Integration auf der Schönhauser Allee
Die Integration in eine fremde Kultur ist ohne Sprachkenntnisse nicht möglich, das weiß jedes Kind. Sogar mein Kind weiß es, obwohl es erst zehn Monate alt ist. Neulich zerrte es bereits ein dickes russisch-deutsches Wörterbuch aus dem Bücherregal, schlug es unter großen Anstrengungen auf, riss fünf Seiten heraus und stopfte sie sich in den Mund. Warum hat das Kind ausgerechnet ein deutsches Wörterbuch gefressen aus einem Regal, in dem hunderte russischer Bücher nebeneinander standen? Auf diese Weise lernt das Kind Deutsch, vermute ich. Intuitiv fühlt der kleine Mann, was ihm für seine Zukunft nützlich sein wird. Auch meine dreijährige Tochter Nicole trainiert ständig ihre Aussprache. Sie kann bisher nur einen Satz auf Deutsch, den aber perfekt: »Wie heißt du?« Jedes Mal, wenn mein Kollege Helmut Höge zu uns kommt, rennt sie zur Tür, um ihn »Wie heißt du, Helmut?« zu fragen.

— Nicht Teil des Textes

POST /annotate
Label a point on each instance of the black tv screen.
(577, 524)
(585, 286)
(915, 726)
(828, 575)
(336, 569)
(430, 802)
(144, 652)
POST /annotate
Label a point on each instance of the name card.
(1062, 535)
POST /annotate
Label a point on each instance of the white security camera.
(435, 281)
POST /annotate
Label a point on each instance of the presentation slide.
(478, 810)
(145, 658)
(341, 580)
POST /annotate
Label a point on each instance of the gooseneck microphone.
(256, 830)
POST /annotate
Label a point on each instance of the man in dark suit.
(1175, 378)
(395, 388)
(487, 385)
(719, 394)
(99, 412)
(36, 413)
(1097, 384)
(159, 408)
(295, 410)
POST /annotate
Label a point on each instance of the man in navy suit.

Für viele Phänomene, die in Berlin zu unserem Alltag gehören, gibt es auf Russisch schlicht keine Begriffe. Deswegen haben sich inzwischen solche deutschen Wörter wie »Gerichtsvollzieher«, »Terminkalender« und »Überweisungsauftrag« fest in unserem Russisch etabliert.

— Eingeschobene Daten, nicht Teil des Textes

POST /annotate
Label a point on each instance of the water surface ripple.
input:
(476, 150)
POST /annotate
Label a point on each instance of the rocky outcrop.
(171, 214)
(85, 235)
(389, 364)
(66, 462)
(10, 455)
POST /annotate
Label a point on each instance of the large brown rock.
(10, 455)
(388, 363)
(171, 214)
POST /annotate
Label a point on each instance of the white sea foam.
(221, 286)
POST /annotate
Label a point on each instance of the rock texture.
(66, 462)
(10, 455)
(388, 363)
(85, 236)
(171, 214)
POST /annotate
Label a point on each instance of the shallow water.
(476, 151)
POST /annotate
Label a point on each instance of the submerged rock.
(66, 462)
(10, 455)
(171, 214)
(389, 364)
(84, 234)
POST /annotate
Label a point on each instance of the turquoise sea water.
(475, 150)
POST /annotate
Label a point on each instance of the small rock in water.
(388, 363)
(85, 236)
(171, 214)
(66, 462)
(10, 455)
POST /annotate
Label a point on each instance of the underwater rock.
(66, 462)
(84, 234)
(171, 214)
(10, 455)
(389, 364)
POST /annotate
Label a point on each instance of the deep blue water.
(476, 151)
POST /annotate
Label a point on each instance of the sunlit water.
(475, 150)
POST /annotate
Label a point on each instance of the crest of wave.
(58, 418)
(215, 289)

Meine Frau lernte Deutsch in einer brasilianischen Kneipe in der Sredzkistraße, wo sie als Tresenkraft ihre erste Anstellung bekommen hatte. Die ersten Wörter, die sie dort lernte, waren »Wichser« und »Alles Banane«. Mit einem Wort: typische Kneipenausdrücke. Inzwischen beherrscht sie sogar die feinen Nuancen der Sprache und sagt niemals wie früher »Haarbrüste« sondern richtig »Haarbürste«. Auch ich arbeite ständig an der Verbesserung meiner Sprachkenntnisse. Ich esse keine Wörterbücher, das habe ich nicht nötig, aber ich versuche immer wieder, den so genannten Wortmüll aus meiner Sprache zu streichen. Ich habe Deutsch auch nicht an der Uni, sondern mehr auf der Straße und vor dem Fernseher gelernt und muss deswegen tierisch aufpassen. Damals hatte ich noch keinen Kabelanschluss und konnte nur die seriösen Programme empfangen, in denen oft politische Diskussionen übertragen wurden. Das hat in gewisser Weise meine Sprachkenntnisse geprägt. Doch langsam befreie ich meine Sprache von diesem Müll. »Von der Sache her«, ist schon längst weg, ebenso »ich persönlich bin der Meinung«. Mit »sozusagen« werde ich auch noch fertig, weil meine Frau das Wort entsetzlich findet und mich immer wieder darauf aufmerksam macht.
Ich persönlich halte den Ausdruck »Ich muss nicht erst betonen« für den schlimmsten. Erst einmal finde ich das Wort »betonen« ekelhaft. Zweitens ist diese Redewendung sehr widersprüchlich. Wenn man etwas »betonen« muss, dann betont man es eben, oder man lässt ganz einfach die Finger davon. Aber irgendetwas zu beschreiben, was man mit Absicht nicht tun würde, weil man es überflüssig findet, ist grober Unsinn. Ich muss nicht betonen, wie oft ich diese blöde Redewendung schon im Fernsehen gehört habe. Und irgendwann hat es mich angesteckt. Das ist wie mit dem Rauchen – anzufangen ist ganz leicht, aufhören kostet Mühe. Ich muss nicht betonen, wie stark solche Sprüche meine Integration beeinflussen. Aber von der Sache her sind in der letzten Zeit in unserer Kleinfamilie große Fortschritte auf diesem Gebiet nicht zu übersehen, und einen Kabelanschluss haben wir, wie erwähnt, auch bereits. Ich muss also nicht extra betonen, dass Integration für uns kein Wortmüll ist.